After the talks, the only question that was asked came from the moderator, and it was not an easy one. Crotty pointed out that one of the reasons why we rely upon metrics is because they are scalable. For example, when selecting a candidate for a university job post with 500 candidates, it’s not practical to read every article published by every candidate, to assess the quality of their work. If metrics are used as a guide, or a way to assist in decision making, how do we maintain the human element and avoid seeding the decisions to the numbers?
The stony silence that followed only lasted perhaps a minute before Hicks decided to take a stab at it. She suggested in that example, perhaps the numbers are a first pass, helping to cut down the pool before zero’ing in on right candidate in a qualitative way. That’s a great point and gets to the concept of machine-enhanced decision making that is currently at the forefront of how we use meta-data. As is usual with these things, I thought of something to say on the topic an hour or two later.

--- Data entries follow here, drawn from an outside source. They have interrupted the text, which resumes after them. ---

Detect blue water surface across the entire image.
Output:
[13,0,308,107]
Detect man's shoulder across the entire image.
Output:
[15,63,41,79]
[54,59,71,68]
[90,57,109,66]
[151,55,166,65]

It occurs to me that we might be at the beginning of either changing the definition of metrics, or perhaps needing a new word. Much of the new technology in scientometrics and altmetrics is not simply about counting. People obviously like a nice, simple number to compare things by, but the most value comes out of understanding the contextual and qualitative information provided by metrics tools.
Research assessment is the obvious example of this, with funding bodies increasingly requiring impact statements with a qualitative description of the impact of a body of work, rather than a score. That doesn’t mean that metrics tools don’t help here, in fact they’re vital because as they gather evidence of impact, modern tools don’t just count, but collate the snippets of content or ‘mentions’ as well as the links, presenting it in one place. Essentially, they do the legwork, so that the person making the decision can spend their time making meaningful judgements.
So there is no conflict between modern metrics tools and the desire to keep qualitative judgement a key part of the process because context in preserved. Having all the mentions in one place, is a massive time saver to those who want to read the sentiment and value behind the mentions themselves. Instead, the danger is that we ourselves, whether librarians, publishers, funders or researchers succumb to the temptation of just relying on the numbers and ignoring the rich meta-data set that lies behind it.